Investigating Docker and R15 Dec 2016
Docker and R: How are they used together? That is the question that we asked ourself in recent weeks. In this post, we are going to share our insights with you.
The most prominent effort in this area is the Rocker project. It was initiated by Dirk Eddelbuettel and Carl Boettiger. For an introduction, you may read their blog post here or follow this tutorial from rOpenSci.
With a big choice of pre-build Docker images, Rocker provides optimal solutions for those who want to run R from Docker containers. Explore it on Github or Docker Hub, and soon you will find out that it takes just one single command to run instances of either base R, R-devel or Rstudio Server. Moreover, you can run previous versions of R or use one of the many bundles with commonly used R packages and other software (e.g. bundles going back to Hadley Wickham and rOpenSci).
Dockerizing Research and Development Environments
So why, apart from the incredibly easy and fast installation of R bundles, would you really want to combine R with Docker?
Ben Marwick, Associate Professor at the University of Washington, explains in this presentation that it helps you manage dependencies. It gives a computational environment that is isolated from the host, and at the same time transparent, portable, extendable and reusable. Marwick uses Docker and R for reproducible research and thus bundles up his works to a kind of Research Compendium; an instance is available here, and a template here.
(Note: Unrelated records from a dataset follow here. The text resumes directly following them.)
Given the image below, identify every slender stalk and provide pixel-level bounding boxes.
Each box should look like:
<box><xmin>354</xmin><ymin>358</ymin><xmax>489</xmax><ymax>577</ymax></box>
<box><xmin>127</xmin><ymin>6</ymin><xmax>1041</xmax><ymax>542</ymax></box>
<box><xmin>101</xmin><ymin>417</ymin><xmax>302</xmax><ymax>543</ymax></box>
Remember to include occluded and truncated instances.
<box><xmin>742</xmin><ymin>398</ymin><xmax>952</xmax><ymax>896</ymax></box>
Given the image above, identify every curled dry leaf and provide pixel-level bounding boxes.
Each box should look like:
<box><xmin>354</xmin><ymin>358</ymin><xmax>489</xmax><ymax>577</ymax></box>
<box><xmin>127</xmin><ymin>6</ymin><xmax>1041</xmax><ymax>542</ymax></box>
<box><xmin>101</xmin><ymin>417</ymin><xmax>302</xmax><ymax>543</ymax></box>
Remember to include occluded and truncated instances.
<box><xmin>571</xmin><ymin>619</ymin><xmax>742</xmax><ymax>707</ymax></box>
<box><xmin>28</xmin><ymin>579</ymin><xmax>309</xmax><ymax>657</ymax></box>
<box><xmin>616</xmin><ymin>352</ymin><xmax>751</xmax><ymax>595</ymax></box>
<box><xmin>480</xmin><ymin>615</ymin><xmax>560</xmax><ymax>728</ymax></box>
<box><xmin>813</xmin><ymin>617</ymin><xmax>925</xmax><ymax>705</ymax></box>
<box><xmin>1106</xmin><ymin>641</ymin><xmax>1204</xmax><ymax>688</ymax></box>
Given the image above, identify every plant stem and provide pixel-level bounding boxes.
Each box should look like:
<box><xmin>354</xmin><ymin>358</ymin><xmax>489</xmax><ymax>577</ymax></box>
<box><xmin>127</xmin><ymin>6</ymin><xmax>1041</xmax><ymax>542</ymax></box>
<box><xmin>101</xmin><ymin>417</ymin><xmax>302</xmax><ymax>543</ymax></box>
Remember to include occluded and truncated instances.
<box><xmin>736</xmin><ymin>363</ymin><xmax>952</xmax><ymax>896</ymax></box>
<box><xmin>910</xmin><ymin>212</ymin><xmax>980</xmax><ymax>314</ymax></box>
Carl Boettiger, Assistant Professor at UC Berkeley, has also written in detail about using Docker for reproducibility in his ACM SIGOPS paper ‘An introduction to Docker for reproducible research, with examples from the R environment’. Both Ben and Carl have written about their case studies using Docker for research compendia in a essay for rOpenSci.
The R package dockertest makes use of the isolated environment that Docker provides: R programmers can set up test environments for their R packages and R projects, in wich they can rapidly test their works on Docker containers that only contain R and the relevant dependencies. All of this without cluttering your development environment.
Some works are dedicated to dockerizing R-based documents. The liftr package for R lets users enhance Rmd files with YAML-metadata, wich enables rendering R Markdown documents in Docker containers. Liftr also supports Rabix, a Docker-based toolkit for portable bioinformatics workflows. That means that users can have Rabix workflows run inside the container and have the results integrated directly into the final document.
Controll Docker Containers from R
Rather than running R inside Docker containers, it can be beneficial to call Docker containers from inside R. This is what the packages
Selenium provides tools for browser automation, which are also available as Docker images. They can be used, amongst others, for testing web applications or controlling a headless web browser from your favorite programming language. In this tutorial, you can see how and why you should use RSelenium to interact with your Selenium containers.
googleComputeEngineR provides an R interface to the Google Cloud Compute Engine API. It includes a function called
docker_run that starts a Docker container in a Google Cloud VM and executes R code in it. Read this article for details and examples. There are similar ambitions to implement Docker capabilities in the analogsea package that interfaces the Digital Ocean API.
analogsea use functions from the harbor package for R. You should have a look at it, because it may help you to control your own Docker containers that run either locally or remotely.
R and Docker for Complex Web Applications
Docker, in general, may help you to build complex and scalable web applications with R.
Mark McCahill presented at an event of the Duke University in North Carolina (USA) how he provided 300+ students each with private RStudio Server instances. In his presentation (PDF / MOV (398 MB)), he explains his RStudio farm in detail.
If you want to use RStudio with cloud services, you may find delight in these articles from the SAS and R blog: RStudio in the cloud with Amazon Lightsail and docker, Set up RStudio in the cloud to work with GitHub, RStudio in the cloud for dummies, 2014/2015 edition.
The platform R-hub helps R developers with solving package issues prior to submitting them to CRAN. In particular, it provides services that build packages on all CRAN-supported platforms and checks them against the latest R release. The services utilize backends that perform regular R builds inside of Docker containers. Read the project proposal for details.